À la suite du résultat du registre du 21 juin dernier, la mairesse Manon Barbe a confirmé que l’arrondissement abandonne le projet Wanklyn dans sa forme actuelle et il n’y aura donc pas de référendum à ce sujet.
«Si certains s’imaginent que mes collègues et moi avons perdu quelque chose avec ce registre battu, ils se trompent. En bloquant un projet résidentiel de plusieurs M $, les quelques opposants ont fait des perdants, c’est vrai, mais ce sont les gens du quartier et l’ensemble des LaSallois. En les convainquant de signer le registre, les opposants n’ont pas vraiment dit aux citoyens à quoi ils disaient non.»
C’est en ces termes que s’est exprimée la mairesse Barbe lors de la séance publique du 3 juillet concernant le projet qui prévoyait la construction de 755 unités de condos dans le secteur délimité par les rues Wanklyn, Jean-Milot, la 138 et la ruelle Cherry Lane.
Pour Mme Barbe, les citoyens qui ont signé le registre «ont dit non au premier projet Accès condo à LaSalle, qui aurait permis à 290 jeunes familles d’accéder à la propriété. Ils ont dit non à un immeuble du programme Accès Logis, qui aurait permis d’ajouter 125 logements communautaires attendus par des familles à faible revenu, mais qui gagnent trop pour être éligibles à un appartement dans un HLM. Ils ont dit non à la transformation d’une friche industrielle et d’une usine abandonnée en un milieu de vie de qualité. Ils ont dit non à la première phase d’un «Transit Oriented Development», sans lequel LaSalle pourrait perdre sa gare de train de banlieue. Ils ont dit non aux chances de LaSalle d’obtenir un investissement majeur de Montréal pour reconfigurer l’intersection Lafleur-Clément.»
Les élus y croient toujours
Mme Barbe soutient que les élus sont convaincus que la transformation du secteur autour des voies du CP sera bénéfique pour tous. «Pour créer une communauté vivante pour le piéton, où on retrouverait une meilleure qualité de vie et des services accessibles à pied. La présence même de la gare, obtenue à l’arrachée lors de la réouverture de la ligne de train de banlieue, ne pourra se justifier qu’avec un accroissement de son achalandage actuel.»

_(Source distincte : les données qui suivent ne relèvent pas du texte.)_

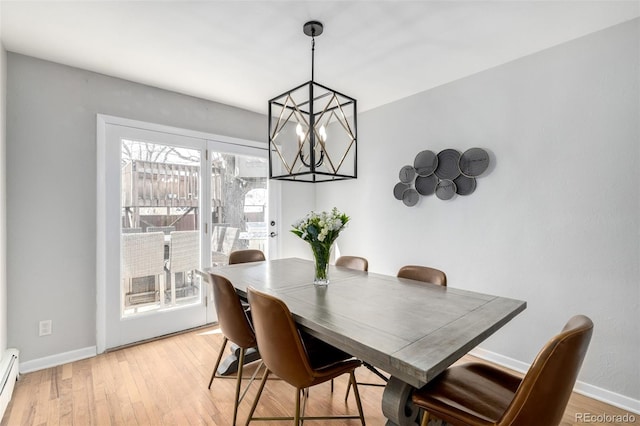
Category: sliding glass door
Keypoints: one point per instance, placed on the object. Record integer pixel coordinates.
(173, 204)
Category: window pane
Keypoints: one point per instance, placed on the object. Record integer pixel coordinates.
(160, 241)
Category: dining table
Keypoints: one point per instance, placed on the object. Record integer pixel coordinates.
(409, 329)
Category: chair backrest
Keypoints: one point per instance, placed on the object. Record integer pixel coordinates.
(424, 274)
(142, 254)
(184, 254)
(353, 262)
(232, 319)
(245, 256)
(543, 394)
(279, 341)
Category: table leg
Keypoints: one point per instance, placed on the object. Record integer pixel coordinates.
(229, 365)
(397, 406)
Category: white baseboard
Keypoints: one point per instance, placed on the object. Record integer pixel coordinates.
(58, 359)
(604, 395)
(9, 361)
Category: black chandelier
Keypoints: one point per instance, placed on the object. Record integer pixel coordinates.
(312, 130)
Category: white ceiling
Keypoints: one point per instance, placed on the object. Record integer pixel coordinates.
(243, 53)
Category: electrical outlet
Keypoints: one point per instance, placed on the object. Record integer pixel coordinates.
(45, 328)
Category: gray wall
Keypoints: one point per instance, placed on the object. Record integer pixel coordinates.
(555, 222)
(51, 184)
(3, 199)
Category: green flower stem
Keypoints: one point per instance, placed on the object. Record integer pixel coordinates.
(321, 253)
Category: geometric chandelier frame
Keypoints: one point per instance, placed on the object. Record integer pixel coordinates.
(312, 130)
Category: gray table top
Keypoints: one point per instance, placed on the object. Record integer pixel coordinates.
(410, 329)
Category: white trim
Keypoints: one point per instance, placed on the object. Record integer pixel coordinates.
(595, 392)
(58, 359)
(142, 125)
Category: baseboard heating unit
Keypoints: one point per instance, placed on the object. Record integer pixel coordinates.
(8, 377)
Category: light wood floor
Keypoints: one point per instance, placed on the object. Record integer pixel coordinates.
(164, 382)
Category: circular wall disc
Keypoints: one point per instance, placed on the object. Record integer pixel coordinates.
(448, 164)
(425, 163)
(399, 189)
(473, 162)
(465, 185)
(410, 197)
(445, 189)
(407, 173)
(426, 185)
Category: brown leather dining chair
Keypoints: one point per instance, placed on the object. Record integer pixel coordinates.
(286, 355)
(480, 395)
(235, 327)
(245, 256)
(424, 274)
(353, 262)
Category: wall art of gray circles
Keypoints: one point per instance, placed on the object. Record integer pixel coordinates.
(425, 163)
(410, 197)
(399, 189)
(465, 185)
(407, 174)
(448, 164)
(473, 162)
(446, 189)
(426, 185)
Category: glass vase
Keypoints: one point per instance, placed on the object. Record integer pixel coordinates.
(321, 255)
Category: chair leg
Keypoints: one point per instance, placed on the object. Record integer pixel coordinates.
(255, 401)
(425, 419)
(215, 368)
(346, 395)
(356, 393)
(236, 401)
(296, 419)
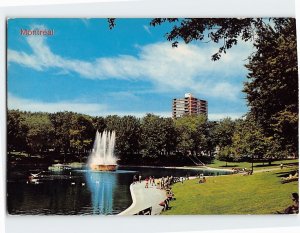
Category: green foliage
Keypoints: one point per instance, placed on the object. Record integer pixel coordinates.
(16, 131)
(272, 87)
(261, 193)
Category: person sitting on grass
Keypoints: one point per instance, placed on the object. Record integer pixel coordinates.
(165, 204)
(202, 180)
(294, 208)
(147, 180)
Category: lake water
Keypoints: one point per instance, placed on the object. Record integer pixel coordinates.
(79, 192)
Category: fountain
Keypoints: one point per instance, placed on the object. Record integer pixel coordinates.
(102, 156)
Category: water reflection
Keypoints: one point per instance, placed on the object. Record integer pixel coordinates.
(102, 186)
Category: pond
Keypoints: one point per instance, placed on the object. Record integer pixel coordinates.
(80, 192)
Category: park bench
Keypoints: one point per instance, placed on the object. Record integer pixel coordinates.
(146, 211)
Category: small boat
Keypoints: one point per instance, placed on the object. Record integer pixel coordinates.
(59, 167)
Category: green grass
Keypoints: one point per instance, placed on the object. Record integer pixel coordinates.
(260, 193)
(256, 165)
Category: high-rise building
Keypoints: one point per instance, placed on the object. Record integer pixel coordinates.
(188, 105)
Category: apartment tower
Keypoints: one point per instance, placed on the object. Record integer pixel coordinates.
(188, 105)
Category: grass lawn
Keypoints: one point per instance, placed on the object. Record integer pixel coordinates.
(260, 193)
(256, 165)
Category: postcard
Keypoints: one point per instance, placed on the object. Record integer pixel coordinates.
(152, 116)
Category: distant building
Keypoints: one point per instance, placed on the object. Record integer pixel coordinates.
(188, 105)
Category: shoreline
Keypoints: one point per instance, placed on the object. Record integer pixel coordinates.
(179, 168)
(143, 198)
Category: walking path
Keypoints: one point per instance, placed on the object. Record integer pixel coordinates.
(143, 198)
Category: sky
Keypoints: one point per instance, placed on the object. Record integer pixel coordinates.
(130, 70)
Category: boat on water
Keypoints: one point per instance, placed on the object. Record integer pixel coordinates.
(59, 167)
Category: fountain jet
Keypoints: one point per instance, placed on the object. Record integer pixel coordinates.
(102, 156)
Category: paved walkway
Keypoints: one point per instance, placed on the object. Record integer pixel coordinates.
(143, 198)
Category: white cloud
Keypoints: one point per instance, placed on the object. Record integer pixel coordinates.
(188, 67)
(147, 29)
(92, 109)
(15, 102)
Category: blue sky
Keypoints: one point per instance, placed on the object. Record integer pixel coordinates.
(129, 70)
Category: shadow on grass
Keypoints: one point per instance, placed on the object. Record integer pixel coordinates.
(286, 174)
(266, 165)
(229, 166)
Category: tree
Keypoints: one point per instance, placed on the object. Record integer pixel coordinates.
(192, 134)
(61, 122)
(81, 133)
(40, 132)
(128, 137)
(223, 133)
(16, 131)
(272, 87)
(152, 136)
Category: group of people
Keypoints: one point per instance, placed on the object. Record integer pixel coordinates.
(161, 183)
(137, 179)
(294, 207)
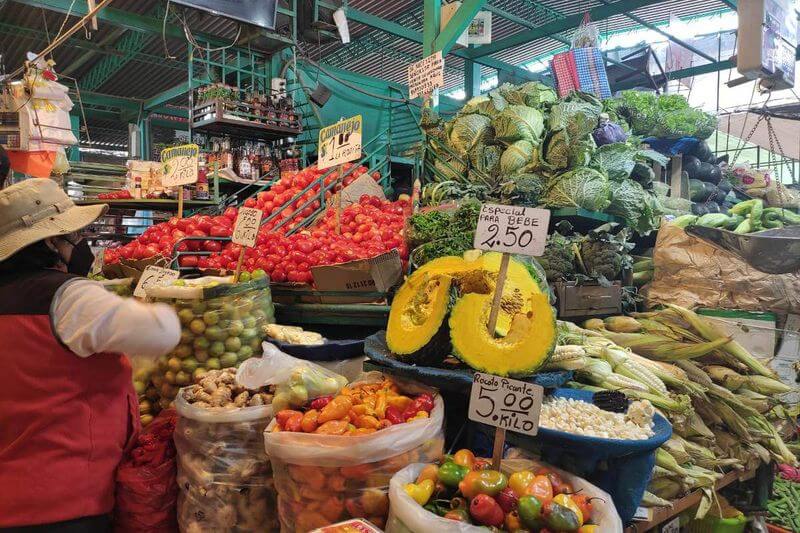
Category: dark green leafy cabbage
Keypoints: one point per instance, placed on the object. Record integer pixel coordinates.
(582, 187)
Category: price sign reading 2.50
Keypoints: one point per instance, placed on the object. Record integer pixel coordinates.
(505, 403)
(512, 229)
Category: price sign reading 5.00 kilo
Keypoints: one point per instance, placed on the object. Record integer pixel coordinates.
(245, 231)
(505, 403)
(512, 229)
(339, 143)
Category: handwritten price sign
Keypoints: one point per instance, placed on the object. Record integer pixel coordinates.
(425, 76)
(505, 403)
(179, 165)
(511, 229)
(245, 230)
(339, 143)
(153, 276)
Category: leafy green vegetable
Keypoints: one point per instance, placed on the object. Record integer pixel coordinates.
(469, 131)
(638, 207)
(617, 160)
(516, 157)
(581, 187)
(519, 123)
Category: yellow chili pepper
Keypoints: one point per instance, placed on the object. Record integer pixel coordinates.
(421, 492)
(569, 503)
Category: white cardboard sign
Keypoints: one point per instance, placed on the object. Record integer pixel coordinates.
(339, 143)
(245, 230)
(153, 276)
(512, 229)
(505, 403)
(180, 165)
(426, 75)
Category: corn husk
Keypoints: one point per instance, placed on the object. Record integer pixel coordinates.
(622, 324)
(711, 332)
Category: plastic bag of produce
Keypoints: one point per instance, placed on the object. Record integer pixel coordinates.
(407, 516)
(297, 381)
(146, 492)
(224, 475)
(221, 326)
(323, 479)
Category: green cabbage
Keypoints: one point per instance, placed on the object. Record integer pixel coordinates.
(582, 187)
(516, 157)
(638, 207)
(519, 123)
(469, 131)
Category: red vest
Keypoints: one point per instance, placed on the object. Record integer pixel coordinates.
(64, 420)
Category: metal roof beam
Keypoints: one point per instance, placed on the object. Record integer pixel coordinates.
(133, 21)
(557, 26)
(459, 22)
(669, 36)
(556, 36)
(415, 36)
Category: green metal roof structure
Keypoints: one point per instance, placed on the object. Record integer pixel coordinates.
(136, 63)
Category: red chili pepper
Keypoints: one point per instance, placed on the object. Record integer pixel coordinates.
(322, 401)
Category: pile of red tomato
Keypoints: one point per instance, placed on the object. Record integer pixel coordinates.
(368, 228)
(161, 238)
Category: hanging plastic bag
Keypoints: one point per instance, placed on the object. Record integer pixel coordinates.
(323, 479)
(407, 516)
(146, 491)
(223, 473)
(587, 34)
(297, 381)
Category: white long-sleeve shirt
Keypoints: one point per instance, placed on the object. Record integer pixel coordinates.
(89, 319)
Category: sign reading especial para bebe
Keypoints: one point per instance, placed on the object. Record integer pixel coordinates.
(512, 229)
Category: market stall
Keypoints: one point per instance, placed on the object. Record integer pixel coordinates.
(556, 305)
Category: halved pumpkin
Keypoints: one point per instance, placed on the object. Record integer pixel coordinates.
(529, 343)
(417, 331)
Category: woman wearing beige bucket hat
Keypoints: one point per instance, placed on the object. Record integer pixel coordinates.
(67, 407)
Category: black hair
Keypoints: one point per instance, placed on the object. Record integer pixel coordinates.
(35, 256)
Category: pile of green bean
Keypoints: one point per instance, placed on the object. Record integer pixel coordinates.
(784, 507)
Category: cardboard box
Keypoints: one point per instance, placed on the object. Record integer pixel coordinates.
(361, 281)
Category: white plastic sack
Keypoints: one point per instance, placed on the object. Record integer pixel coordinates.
(297, 380)
(407, 516)
(324, 479)
(224, 476)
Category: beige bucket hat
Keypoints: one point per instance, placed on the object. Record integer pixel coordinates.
(37, 208)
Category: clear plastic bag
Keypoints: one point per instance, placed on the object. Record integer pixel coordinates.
(221, 326)
(323, 479)
(297, 381)
(407, 516)
(224, 475)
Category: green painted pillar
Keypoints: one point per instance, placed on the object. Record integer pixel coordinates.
(472, 78)
(74, 153)
(432, 21)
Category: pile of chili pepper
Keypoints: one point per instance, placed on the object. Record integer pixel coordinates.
(464, 488)
(357, 410)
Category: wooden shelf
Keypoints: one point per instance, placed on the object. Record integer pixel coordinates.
(659, 515)
(154, 204)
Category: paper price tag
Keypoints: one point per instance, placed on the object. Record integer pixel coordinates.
(339, 143)
(512, 229)
(153, 276)
(179, 165)
(505, 403)
(425, 76)
(245, 230)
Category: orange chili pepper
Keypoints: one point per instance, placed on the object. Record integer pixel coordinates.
(332, 508)
(333, 427)
(309, 423)
(541, 488)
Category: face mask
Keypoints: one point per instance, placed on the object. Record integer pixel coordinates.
(80, 263)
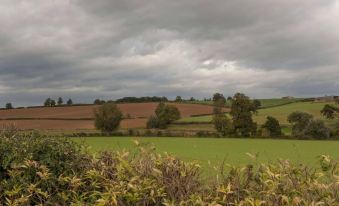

«Il y aura sûrement un autre beau projet pour ce terrain, car il nous semble impossible d’envisager la perspective de voir ces terrains abandonnés à jamais. Nous espérons que les gens fonderont leur opinion sur les caractéristiques véritables du projet qui leur sera proposé, pas sur des tracts anonymes qu’ils trouvent dans leur boîte aux lettres.»
Les élus sont conscients des craintes de certains, «mais on ne peut pas remplacer un site industriel abandonné par un parc et des immeubles résidentiels, sans qu’il n’y ait quelques mois de poussière et de bruit dus à la construction. On ne peut pas profiter de la vie et de l’énergie qu’apportent des centaines de nouvelles familles, sans qu’il n’y ait des voitures et des autobus de plus dans les rues. On ne peut offrir des centaines de logements aux personnes à faible revenus et des propriétés abordables aux jeunes familles sans que le promoteur puisse rentabiliser ce volet social par une densité suffisante de propriétés individuelles. On ne peut réclamer de meilleurs transports en commun sans qu’il y ait le nombre suffisant d’usagers pour justifier ces améliorations.»
Les membres du conseil sont d’avis que «plusieurs raisons justifient que nous investissions nos énergies dans le développement résidentiel. Déjà, les habitations réalisées au Bois des Caryers, au Quartier Angrignon et rue Airlie donnent une image positive et dynamique de LaSalle aux Montréalais et aux LaSallois eux-mêmes.»